Mine de rien, pendant que le monde regardait ailleurs, le débat entourant le réchauffement planétaire est entré dans une ère post-climategate, comme le démontre le dernier rapport du Groupe d'experts intergouvernemental sur le climat (GIEC).

Pendant que la communauté internationale tournait toute son attention vers l'économie, que les subprimes remplaçaient le CO2 et que les dettes publiques se faisaient plus menaçantes que la montée des eaux, l'enjeu climatique en profitait pour se repositionner au centre, loin des extrêmes entre lesquels il a été ballotté.

La première décennie des années 2000 a été marquée, en effet, par une polarisation du débat entre, d'un côté, les climato-sceptiques qui ont tout fait pour miner la science, et de l'autre, chercheurs et écolos qui, en bon nombre, ont poussé l'alarmisme aux confins de la rigueur scientifique.

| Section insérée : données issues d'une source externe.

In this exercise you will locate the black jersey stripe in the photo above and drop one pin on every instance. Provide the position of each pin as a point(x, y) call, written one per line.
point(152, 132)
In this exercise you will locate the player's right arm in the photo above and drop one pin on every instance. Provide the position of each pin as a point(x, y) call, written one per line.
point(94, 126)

Puis est survenu le climategate, à la fin 2009, ce «scandale» provoqué par le piratage des courriels de chercheurs britanniques et américains. Suivi par les révélations embarrassantes sur le GIEC, qui a reconnu certaines «erreurs regrettables» dans ses études.

La poussière aujourd'hui retombée, les scientifiques ont clairement tiré des leçons de ces histoires. Le «rapport spécial» sur les phénomènes extrêmes, dont un résumé a été rendu public vendredi, est un document tout en nuances qui met l'accent sur les doutes, incertitudes et désaccords de la communauté scientifique. Une humilité salutaire à 10 jours du début des négociations sur le climat, en Afrique du Sud.

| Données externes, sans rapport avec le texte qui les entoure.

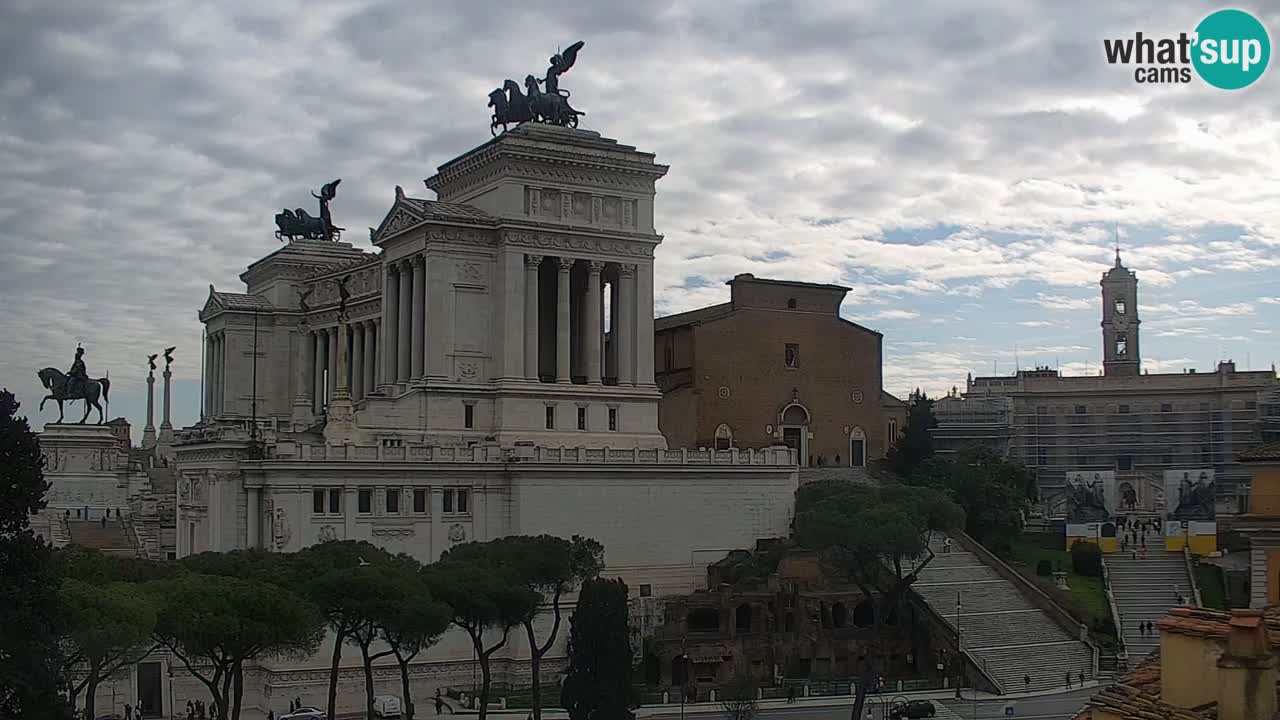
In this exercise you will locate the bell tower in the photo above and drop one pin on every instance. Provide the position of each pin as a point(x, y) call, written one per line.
point(1120, 350)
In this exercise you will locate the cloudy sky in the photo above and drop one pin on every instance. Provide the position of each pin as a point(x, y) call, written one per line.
point(963, 165)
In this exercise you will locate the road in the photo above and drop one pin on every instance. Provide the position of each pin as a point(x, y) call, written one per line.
point(1045, 707)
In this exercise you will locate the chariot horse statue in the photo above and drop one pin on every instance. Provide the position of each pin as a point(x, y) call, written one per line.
point(74, 386)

Les chercheurs réitèrent la conclusion toujours aussi inébranlable sur l'existence des changements climatiques (l'homme émet du CO2, la planète se réchauffe), puis ils étayent les hypothèses les plus récentes sur leurs conséquences.

Ils constatent «avec un degré de confiance élevé» que l'accroissement des concentrations de gaz à effet de serre a provoqué une hausse des maxima et minima de température dans le monde. Ils prévoient, avec autant de certitude, que les jours de canicule deviendront plus chauds et fréquents avec le temps.

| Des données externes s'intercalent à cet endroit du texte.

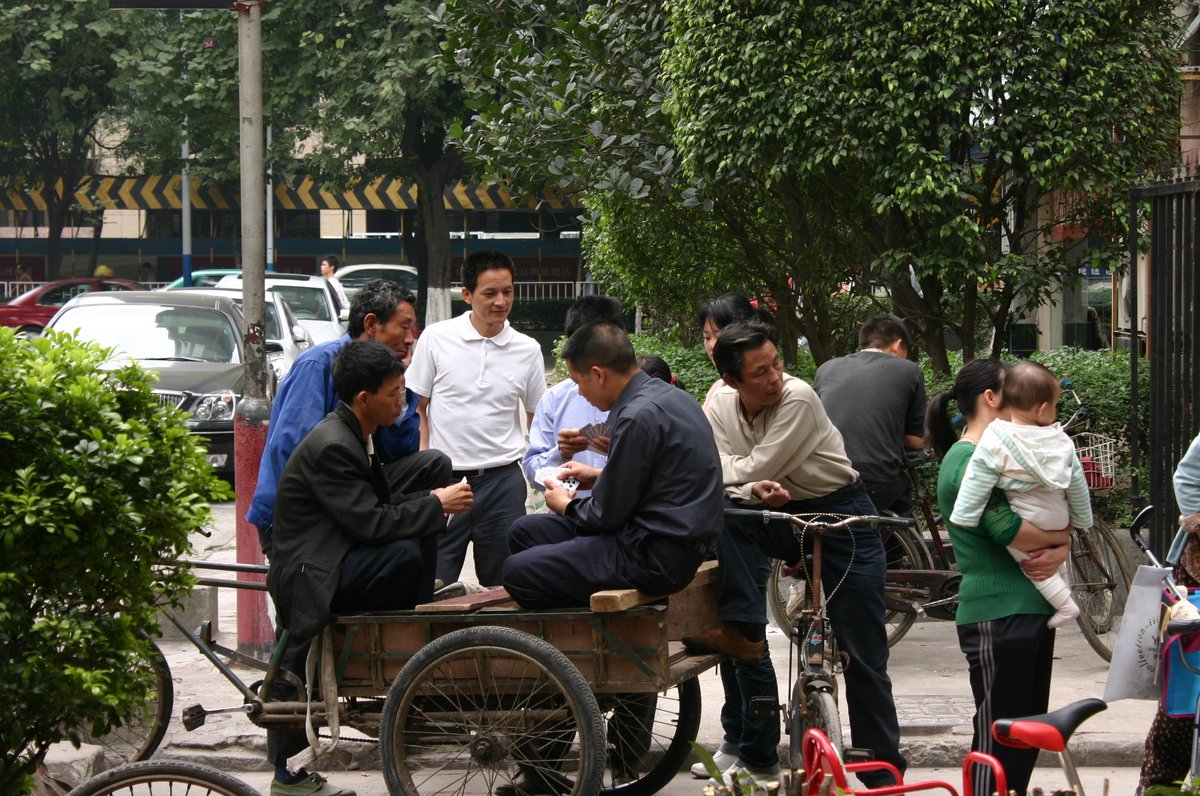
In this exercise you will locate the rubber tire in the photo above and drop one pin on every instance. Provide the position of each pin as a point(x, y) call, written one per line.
point(163, 778)
point(532, 662)
point(822, 714)
point(780, 588)
point(687, 699)
point(1101, 606)
point(139, 736)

Mais ce n'est qu'avec un «degré de confiance moyen», en raison d'études contradictoires, qu'ils font un lien entre ces émissions et la recrudescence de phénomènes extrêmes (sécheresses, inondations, etc). Et ils reconnaissent que les prévisions à long terme concernant l'intensité et la fréquence des cyclones n'offrent qu'un «degré de confiance faible».

Les plus sceptiques s'empareront fort probablement de ces données pour torpiller plus encore la science (on peut l'affirmer avec un «degré de confiance très élevé»), mais cela ne doit pas ébranler le GIEC, qui a tout à gagner à jouer de rigueur, d'objectivité et de prudence.

D'autant que les plus récents livres écrits sur le sujet démontrent, eux aussi, que le débat public s'est recentré. Les auteurs, le philosophe Pascal Bruckner et le politologue Bruno Tertrais en tête, ne pourfendent plus autant l'existence du dérèglement climatique que l'alarmisme et le catastrophisme qu'il attise. Précisément ce qu'évite le dernier rapport du GIEC, avec raison.